Some of the many different types of attacks were discussed in more detail. The bottom line is that there's a lot of money in cybercrime these days, and the threat actors are very clever in finding new ways to attack.
We recommend a frame work of thinking about the roles of the data owner (the business owner), the Information Technology (implementing and maintaining data systems), and Information Security (risk insights and mitigation strategies). We recommend starting with a Security Risk Assessment to understand what critical data needs to be protected, where it is located, and how it is protected. Then the gaps in protection can be more clear. Each business owner needs to make an informed decision about the acceptable level of risk and security.

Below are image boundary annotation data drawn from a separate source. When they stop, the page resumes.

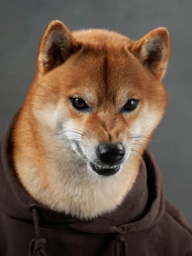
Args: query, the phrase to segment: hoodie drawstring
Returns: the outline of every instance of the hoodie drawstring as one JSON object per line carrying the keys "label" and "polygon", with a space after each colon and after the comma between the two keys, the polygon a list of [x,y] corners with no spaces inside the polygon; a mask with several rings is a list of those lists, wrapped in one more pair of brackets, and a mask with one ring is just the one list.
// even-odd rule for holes
{"label": "hoodie drawstring", "polygon": [[34,224],[36,238],[30,241],[29,256],[47,256],[45,251],[45,238],[42,238],[39,230],[39,221],[37,210],[33,205],[31,206]]}
{"label": "hoodie drawstring", "polygon": [[114,256],[127,256],[127,249],[126,240],[121,234],[118,234],[114,241]]}

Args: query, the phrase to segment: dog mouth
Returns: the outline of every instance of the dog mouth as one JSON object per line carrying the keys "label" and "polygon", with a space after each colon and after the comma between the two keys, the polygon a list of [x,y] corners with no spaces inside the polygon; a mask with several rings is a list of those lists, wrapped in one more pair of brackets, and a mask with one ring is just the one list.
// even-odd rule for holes
{"label": "dog mouth", "polygon": [[104,177],[113,176],[117,172],[119,172],[121,167],[120,165],[118,165],[115,166],[111,166],[109,168],[102,168],[93,164],[92,162],[90,162],[90,165],[92,170],[94,170],[98,174]]}
{"label": "dog mouth", "polygon": [[[82,150],[80,146],[79,146],[79,144],[77,143],[76,143],[76,146],[77,146],[77,151],[78,151],[79,154],[80,154],[80,156],[82,156],[82,158],[86,162],[88,162],[88,158],[86,157],[86,156],[82,152]],[[98,165],[96,165],[95,164],[94,164],[91,162],[89,162],[89,164],[90,164],[92,170],[94,172],[96,172],[98,174],[99,174],[100,176],[104,176],[104,177],[109,177],[109,176],[115,175],[117,172],[119,172],[119,170],[120,170],[120,168],[121,168],[120,164],[117,165],[117,166],[110,166],[108,168],[104,168],[102,166],[98,166]]]}

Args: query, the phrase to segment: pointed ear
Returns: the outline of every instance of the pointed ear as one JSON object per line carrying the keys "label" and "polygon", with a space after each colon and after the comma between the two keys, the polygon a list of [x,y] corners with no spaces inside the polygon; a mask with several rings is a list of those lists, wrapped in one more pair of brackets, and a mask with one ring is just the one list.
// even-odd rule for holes
{"label": "pointed ear", "polygon": [[79,47],[63,23],[59,20],[51,22],[40,43],[37,61],[38,73],[44,75],[61,65]]}
{"label": "pointed ear", "polygon": [[170,55],[168,32],[165,28],[156,28],[136,41],[131,53],[159,79],[166,71]]}

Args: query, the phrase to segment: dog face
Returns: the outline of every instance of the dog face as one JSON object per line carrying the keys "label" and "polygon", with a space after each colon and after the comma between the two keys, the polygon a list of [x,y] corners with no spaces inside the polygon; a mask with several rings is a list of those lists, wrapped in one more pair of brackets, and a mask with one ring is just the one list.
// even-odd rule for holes
{"label": "dog face", "polygon": [[102,177],[131,157],[139,161],[164,113],[168,55],[165,28],[133,42],[107,30],[71,34],[52,22],[40,46],[32,107],[44,133],[57,135],[52,147],[75,151]]}

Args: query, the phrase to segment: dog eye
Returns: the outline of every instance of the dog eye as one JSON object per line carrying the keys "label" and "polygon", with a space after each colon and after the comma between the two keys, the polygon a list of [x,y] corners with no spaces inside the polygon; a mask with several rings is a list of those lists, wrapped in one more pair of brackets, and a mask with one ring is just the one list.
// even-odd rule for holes
{"label": "dog eye", "polygon": [[133,111],[137,106],[139,100],[135,98],[130,98],[123,106],[123,110],[127,112]]}
{"label": "dog eye", "polygon": [[82,98],[71,98],[73,106],[78,110],[89,108],[89,106]]}

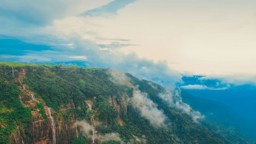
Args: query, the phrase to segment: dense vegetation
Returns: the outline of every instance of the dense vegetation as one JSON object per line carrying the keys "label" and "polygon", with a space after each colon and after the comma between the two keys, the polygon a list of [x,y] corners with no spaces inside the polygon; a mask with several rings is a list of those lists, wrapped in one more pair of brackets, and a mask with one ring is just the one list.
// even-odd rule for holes
{"label": "dense vegetation", "polygon": [[7,67],[0,69],[0,143],[8,143],[11,134],[18,127],[20,132],[25,132],[21,134],[22,137],[30,135],[26,128],[30,125],[30,110],[18,99],[17,85],[9,71]]}
{"label": "dense vegetation", "polygon": [[[139,143],[135,140],[134,135],[141,139],[146,139],[147,143],[247,142],[242,137],[233,140],[229,137],[234,138],[236,135],[229,135],[227,133],[223,136],[221,133],[217,132],[219,129],[207,128],[202,124],[194,122],[188,115],[170,108],[158,97],[159,92],[164,91],[163,87],[139,79],[129,74],[126,75],[130,78],[131,84],[134,87],[139,85],[139,90],[148,93],[149,98],[157,104],[157,108],[163,110],[168,119],[165,122],[166,127],[153,126],[148,120],[142,117],[138,109],[129,103],[129,100],[133,95],[133,89],[127,85],[117,84],[110,81],[110,76],[107,73],[108,69],[59,65],[3,64],[15,66],[15,70],[18,73],[21,73],[22,69],[25,69],[26,76],[23,83],[39,95],[48,107],[52,108],[56,111],[56,115],[61,114],[65,118],[68,119],[72,115],[69,114],[75,113],[76,119],[90,123],[94,113],[95,119],[101,123],[96,125],[95,129],[102,135],[111,133],[118,133],[122,141],[132,143]],[[16,130],[13,121],[20,126],[29,126],[30,114],[29,109],[25,108],[18,98],[17,87],[19,84],[13,82],[14,77],[10,67],[4,65],[0,67],[0,124],[5,127],[0,127],[3,141],[0,143],[6,143],[11,133]],[[155,89],[152,88],[152,85]],[[89,109],[85,100],[90,100],[93,103],[94,112]],[[62,114],[61,108],[67,107],[70,103],[75,106],[74,111]],[[39,109],[43,109],[42,105],[37,105]],[[119,109],[117,109],[115,105],[117,105]],[[44,118],[46,118],[45,114],[43,113],[42,114],[43,117],[44,115]],[[119,124],[120,119],[123,121],[122,125]],[[215,124],[210,124],[215,127]],[[79,137],[74,139],[73,143],[86,143],[85,140],[88,141],[89,139]],[[102,141],[101,143],[120,142],[119,141]]]}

One of the analogies we encourage business owners to consider is how you protect your home. The first step is to identify what you're protecting (family members, pets, documents, valuables, etc). Then you can consider the various ways to protect your home (locks, doors, windows, yard signs, etc). For detection, there are many options for alarm systems, motion sensors, cameras, etc. The next two areas are Response and Recovery.

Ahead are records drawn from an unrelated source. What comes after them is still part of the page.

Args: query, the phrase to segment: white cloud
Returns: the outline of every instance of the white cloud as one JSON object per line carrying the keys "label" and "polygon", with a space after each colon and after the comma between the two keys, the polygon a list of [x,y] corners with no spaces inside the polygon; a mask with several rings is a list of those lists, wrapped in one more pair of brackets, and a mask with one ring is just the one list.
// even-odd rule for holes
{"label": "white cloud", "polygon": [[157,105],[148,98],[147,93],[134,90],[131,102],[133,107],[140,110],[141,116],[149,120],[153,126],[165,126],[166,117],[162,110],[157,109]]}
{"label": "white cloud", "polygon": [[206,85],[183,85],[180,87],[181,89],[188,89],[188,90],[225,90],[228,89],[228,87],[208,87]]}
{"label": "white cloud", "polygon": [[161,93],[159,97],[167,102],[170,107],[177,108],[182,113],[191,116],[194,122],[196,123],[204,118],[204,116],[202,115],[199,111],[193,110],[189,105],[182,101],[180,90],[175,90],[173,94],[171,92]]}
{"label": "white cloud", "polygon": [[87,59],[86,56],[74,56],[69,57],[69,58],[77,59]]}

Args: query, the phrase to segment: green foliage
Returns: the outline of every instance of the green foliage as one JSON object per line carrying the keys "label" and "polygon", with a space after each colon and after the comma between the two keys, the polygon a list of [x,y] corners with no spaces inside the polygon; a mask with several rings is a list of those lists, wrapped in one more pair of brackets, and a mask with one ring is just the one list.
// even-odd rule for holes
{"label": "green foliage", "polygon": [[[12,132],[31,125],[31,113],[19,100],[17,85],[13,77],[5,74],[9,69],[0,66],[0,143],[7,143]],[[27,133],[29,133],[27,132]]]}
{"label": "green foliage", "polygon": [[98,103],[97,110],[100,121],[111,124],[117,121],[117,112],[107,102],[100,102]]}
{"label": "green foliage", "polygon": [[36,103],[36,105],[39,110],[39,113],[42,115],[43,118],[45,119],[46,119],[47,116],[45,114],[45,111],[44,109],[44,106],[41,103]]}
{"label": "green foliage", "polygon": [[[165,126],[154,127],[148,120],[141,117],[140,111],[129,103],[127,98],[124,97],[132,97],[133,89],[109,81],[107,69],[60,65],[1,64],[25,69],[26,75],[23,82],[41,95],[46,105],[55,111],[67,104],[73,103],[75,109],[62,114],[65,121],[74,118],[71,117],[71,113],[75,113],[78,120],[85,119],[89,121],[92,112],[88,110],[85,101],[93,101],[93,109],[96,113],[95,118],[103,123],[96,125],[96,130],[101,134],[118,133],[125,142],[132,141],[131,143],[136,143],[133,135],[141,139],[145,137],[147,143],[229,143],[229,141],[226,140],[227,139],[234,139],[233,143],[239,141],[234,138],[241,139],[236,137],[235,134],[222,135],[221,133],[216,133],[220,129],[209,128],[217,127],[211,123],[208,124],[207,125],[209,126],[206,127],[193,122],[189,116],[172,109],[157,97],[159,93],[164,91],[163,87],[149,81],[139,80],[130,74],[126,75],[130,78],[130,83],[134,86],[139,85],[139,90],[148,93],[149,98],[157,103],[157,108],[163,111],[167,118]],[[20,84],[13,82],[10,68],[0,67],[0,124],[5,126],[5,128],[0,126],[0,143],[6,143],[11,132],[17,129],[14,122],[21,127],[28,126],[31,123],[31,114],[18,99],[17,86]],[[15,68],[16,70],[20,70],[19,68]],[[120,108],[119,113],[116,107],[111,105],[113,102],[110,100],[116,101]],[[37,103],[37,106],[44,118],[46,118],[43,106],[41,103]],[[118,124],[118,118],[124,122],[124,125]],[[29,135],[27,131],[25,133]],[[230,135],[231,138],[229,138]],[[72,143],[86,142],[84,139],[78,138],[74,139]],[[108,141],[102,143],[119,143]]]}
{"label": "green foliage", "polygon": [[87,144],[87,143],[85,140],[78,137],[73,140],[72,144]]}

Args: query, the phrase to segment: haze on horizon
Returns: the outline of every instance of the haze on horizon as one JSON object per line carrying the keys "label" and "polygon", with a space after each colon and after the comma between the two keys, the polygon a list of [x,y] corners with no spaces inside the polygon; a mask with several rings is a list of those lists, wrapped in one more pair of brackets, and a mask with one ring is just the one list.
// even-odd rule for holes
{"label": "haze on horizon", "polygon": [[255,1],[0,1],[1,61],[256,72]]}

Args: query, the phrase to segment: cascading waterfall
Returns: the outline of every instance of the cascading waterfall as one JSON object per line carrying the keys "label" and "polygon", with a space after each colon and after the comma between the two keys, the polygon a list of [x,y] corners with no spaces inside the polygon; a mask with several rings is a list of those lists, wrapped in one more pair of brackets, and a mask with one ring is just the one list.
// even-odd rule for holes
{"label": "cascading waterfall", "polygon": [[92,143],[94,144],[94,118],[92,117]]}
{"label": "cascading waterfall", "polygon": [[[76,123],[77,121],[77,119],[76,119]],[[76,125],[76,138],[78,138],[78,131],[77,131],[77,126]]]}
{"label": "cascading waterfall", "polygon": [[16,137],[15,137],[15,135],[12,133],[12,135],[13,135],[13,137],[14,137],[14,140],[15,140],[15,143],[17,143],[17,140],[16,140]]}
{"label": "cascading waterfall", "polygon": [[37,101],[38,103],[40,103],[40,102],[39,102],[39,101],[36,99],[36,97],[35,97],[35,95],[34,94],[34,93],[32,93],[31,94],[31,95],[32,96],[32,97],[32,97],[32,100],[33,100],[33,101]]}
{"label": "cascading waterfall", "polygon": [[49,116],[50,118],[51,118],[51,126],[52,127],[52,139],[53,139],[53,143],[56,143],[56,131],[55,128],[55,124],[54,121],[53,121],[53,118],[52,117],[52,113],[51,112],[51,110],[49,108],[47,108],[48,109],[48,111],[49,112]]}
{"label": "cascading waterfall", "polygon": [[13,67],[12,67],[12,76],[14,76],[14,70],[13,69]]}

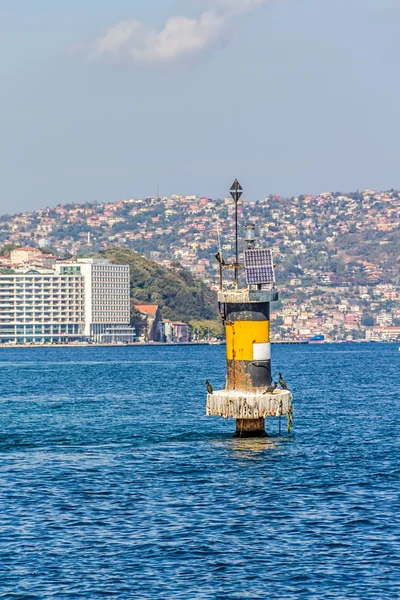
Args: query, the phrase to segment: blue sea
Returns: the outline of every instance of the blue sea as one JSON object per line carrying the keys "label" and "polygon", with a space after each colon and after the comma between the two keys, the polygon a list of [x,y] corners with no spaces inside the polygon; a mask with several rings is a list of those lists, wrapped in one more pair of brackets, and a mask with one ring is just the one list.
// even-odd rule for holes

Consider how you would change your home security if you learned about a major crime wave in your neighborhood. Effectively, this is what's happening in cyber space right now.

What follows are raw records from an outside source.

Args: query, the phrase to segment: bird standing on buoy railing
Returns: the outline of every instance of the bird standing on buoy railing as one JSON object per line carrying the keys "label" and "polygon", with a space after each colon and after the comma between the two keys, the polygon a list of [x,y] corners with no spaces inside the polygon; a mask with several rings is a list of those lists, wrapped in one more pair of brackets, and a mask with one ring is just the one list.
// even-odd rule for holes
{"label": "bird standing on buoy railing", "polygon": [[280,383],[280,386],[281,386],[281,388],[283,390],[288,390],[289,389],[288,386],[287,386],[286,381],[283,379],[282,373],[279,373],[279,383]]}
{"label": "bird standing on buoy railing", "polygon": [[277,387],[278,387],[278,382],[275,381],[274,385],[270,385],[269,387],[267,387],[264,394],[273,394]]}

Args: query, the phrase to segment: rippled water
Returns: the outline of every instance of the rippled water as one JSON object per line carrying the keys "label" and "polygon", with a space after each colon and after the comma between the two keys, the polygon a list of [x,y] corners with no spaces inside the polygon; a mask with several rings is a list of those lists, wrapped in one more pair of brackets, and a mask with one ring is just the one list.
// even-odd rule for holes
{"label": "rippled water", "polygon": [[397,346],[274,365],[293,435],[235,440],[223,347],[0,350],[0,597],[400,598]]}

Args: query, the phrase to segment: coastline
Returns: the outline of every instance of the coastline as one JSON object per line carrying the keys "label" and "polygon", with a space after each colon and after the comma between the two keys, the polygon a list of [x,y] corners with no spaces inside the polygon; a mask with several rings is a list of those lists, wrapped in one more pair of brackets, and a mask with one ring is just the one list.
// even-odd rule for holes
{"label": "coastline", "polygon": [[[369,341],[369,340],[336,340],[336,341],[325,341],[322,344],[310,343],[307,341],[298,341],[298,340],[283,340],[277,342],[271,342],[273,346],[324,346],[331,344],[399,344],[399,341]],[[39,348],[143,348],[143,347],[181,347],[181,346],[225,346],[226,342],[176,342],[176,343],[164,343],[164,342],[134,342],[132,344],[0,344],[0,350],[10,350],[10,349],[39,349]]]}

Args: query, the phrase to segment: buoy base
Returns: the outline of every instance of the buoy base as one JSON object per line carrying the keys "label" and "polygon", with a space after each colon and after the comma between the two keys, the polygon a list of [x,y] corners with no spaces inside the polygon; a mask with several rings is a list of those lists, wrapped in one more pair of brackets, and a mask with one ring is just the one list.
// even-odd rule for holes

The biggest threats we're currently seeing for SMBs involve Ransomware. In a Ransomware attack, the business data is encrypted and held hostage for a Ransom. There's no guarantee that you'll get your data back from the criminals if you pay the ransom, and you'll be targeted for more attacks. Cyber Insurance typically won't cover all the damages. We covered a few exampled in the presentation of an innocuous looking email arriving at the company, such as a resume, and hard working employees accidentally opening the email and inadvertently assisting in the launch of an attack. Also in in other types of emails, passwords can be compromised and then wind up on the Dark Web.
Education is a key first step to understanding the threats. It's important for businesses to make sure all employees know about the risks and what to look out for. In fact, the Massachusetts Data Security Law (and various other industry regulations such as HIPAA) REQUIRE on-going employee training.
Next on the list is a complete assessment to understand the current state of security and identify the gaps. There's no such thing as 100% security, but there are many affordable options for small businesses to increase security and decrease risk.